Research Advisory Group Session Leader, Collaborative Practices in Research, Chinese Arts Centre

Research Advisory Group Session Leader, Collaborative Practices in Research, Centre for Chinese Contemporary Art (CFCCA).

Manchester, 21st March 2013.

Let us begin by considering the space in which we find ourselves today. How our intention is to activate the discourse surrounding research, research dissemination, developing stronger research collaborations for the future, and discussing how we can continue this within and beyond the cultural institution but also as part of the researcher’s independent career development as an academic practitioner. Or as Goldsmiths College Graduate School webpages call it: “wider academic practitioner.”

This session will deal with questions and issues that would be familiar to many who undertake the PhD in the Arts, Humanities and Social Sciences. I will concentrate on the PhD in the arts for the session so that we might all be able to share and develop an understanding of the mutual benefits, the concerns and positive outcomes of collaboration both from the perspective of the researcher, the academic institution and the cultural institutions. Specific discussion will concentrate around training for students in order to become professional academic practitioners within and beyond their affiliated educational institutions. I will then continue the discussion on collaboration, which will bring us back to the original key ideas.
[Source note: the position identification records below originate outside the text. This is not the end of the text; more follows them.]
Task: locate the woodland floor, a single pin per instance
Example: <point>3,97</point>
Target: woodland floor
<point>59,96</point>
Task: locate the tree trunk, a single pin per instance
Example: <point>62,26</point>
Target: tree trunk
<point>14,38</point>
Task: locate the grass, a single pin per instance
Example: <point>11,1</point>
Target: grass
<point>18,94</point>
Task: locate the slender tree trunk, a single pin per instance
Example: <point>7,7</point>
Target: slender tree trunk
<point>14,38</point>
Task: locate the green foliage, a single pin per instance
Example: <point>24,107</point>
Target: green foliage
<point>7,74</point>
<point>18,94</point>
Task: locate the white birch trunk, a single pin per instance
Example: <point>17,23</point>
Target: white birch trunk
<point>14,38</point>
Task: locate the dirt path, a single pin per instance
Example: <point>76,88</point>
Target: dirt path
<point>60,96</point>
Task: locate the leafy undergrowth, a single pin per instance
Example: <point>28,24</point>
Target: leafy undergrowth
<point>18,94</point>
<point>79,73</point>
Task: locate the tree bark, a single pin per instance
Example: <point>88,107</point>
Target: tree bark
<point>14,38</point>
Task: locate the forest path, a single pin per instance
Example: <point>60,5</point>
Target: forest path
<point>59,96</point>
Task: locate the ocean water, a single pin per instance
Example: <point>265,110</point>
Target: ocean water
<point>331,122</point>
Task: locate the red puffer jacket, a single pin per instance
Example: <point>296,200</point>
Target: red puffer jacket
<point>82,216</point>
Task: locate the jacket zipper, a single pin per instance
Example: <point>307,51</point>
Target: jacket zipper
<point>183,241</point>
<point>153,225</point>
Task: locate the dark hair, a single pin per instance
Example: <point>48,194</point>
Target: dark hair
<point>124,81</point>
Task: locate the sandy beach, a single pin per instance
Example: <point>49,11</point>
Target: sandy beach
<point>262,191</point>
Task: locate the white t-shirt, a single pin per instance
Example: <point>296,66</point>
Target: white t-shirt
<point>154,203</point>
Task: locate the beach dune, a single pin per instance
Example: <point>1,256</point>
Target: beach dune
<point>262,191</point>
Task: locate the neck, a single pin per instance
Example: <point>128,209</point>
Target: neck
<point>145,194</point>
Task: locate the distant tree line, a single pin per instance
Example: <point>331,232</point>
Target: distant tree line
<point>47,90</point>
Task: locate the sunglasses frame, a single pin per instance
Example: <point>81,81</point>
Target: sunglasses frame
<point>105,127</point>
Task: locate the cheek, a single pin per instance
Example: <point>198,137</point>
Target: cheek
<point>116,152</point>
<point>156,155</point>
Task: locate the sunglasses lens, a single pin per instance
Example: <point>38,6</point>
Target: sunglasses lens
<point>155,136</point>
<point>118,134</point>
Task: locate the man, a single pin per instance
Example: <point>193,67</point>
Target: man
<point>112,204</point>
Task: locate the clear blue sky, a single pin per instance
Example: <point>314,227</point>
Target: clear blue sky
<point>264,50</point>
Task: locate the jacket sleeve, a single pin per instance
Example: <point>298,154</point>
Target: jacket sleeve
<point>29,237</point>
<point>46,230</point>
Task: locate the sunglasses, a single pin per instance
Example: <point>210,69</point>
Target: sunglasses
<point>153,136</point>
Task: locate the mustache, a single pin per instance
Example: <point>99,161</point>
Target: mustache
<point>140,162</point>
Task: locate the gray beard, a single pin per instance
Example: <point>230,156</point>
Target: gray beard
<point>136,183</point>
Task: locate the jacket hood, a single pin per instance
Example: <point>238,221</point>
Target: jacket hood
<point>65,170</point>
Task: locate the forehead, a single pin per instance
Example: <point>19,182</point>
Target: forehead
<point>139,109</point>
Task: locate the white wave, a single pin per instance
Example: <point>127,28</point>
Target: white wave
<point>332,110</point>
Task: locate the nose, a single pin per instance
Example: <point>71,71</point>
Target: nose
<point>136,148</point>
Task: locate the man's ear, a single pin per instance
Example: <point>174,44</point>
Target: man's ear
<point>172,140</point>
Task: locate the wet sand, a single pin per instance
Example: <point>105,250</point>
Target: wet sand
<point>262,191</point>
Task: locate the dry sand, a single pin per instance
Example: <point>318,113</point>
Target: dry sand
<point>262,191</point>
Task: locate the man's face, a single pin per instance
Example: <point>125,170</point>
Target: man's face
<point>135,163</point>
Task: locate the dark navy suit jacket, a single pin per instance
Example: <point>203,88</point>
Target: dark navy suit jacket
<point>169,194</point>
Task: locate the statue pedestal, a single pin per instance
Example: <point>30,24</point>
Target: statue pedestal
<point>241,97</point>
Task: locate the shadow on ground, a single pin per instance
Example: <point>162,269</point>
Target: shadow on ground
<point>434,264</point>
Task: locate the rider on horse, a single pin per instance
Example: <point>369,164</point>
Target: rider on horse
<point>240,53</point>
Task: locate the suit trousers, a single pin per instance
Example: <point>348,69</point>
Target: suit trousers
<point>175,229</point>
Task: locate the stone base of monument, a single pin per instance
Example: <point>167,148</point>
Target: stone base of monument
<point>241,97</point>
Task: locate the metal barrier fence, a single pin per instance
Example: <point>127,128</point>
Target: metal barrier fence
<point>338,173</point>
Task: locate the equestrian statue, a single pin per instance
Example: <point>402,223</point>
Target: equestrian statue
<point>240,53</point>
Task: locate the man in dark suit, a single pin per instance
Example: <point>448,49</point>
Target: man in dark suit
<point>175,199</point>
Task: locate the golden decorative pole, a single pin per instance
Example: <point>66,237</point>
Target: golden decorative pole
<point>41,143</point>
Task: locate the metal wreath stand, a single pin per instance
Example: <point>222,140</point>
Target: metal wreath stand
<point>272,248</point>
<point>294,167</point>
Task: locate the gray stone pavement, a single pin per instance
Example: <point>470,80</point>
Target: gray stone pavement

We will consider how this discussion might better place the researcher into the role of Wider Academic Practitioner, while we discuss the contradictions and positive flow between the activities of private and private research, collaboration beyond the academic environment and within the cultural institution, and how we might take these experiences to foster new approaches in which a cultural institution might develop research as part of the activity of the HEI. Taking the specifics of the environment we find ourselves today we will consider how to develop shared goals between HEIs and the cultural Institutions.

Topics covered:

Discussion one – The researcher, the Higher Education Institution, the cultural institution

  • Should all areas of research result from the ambitions of the Higher Education Institution?
  • How might the PhD in the arts affect the expectation of the supporting bodies and cultural institutions?
  • Might it be necessary for academic practitioners to be able to develop concepts and ideas beyond these expectations in order to aid broader intellectual and creative activities within the cultural sectors and beyond in to education, politics, social and civic environments etc.?
  • Do researchers, regardless of gaining or not gaining scholarship, have a responsibility to remain ‘present’ beyond the academic institution?

Discussion two: academic practice

  • What are the positive and negative aspects of an ‘academic practice’ training for art practitioners and how might we sort to reconcile this?
  • How might practice-based researchers in art differ from practices in other research fields, and what might be learned from either side?
  • Are the concerns of integrity to one’s own creative and intellectual processes and progress as prevalent in other areas of research?

Discussion three: Collaborative practice – researcher and researcher, Higher Education institution, cultural institution

  • Leading on from the last point, let’s begin by considering our engagement with each other within the context of CAC (you might wish to look at CAC as a specific example or as a general example of a “cultural institution”). I would like to ask how the collaboration might be established and continued in a way that supports the individual’s ambitions for self-development against the institutional expectations of the HEI, funding bodies and cultural institutions?
  • How might we activate more inclusivity into our activities? Do we feel the need to build inner and wider communities?
  • From the perspective of the academic practitioner, how does one negotiate their research beyond the academic environment if one does not have a “practice” that is easily positioned within a public setting?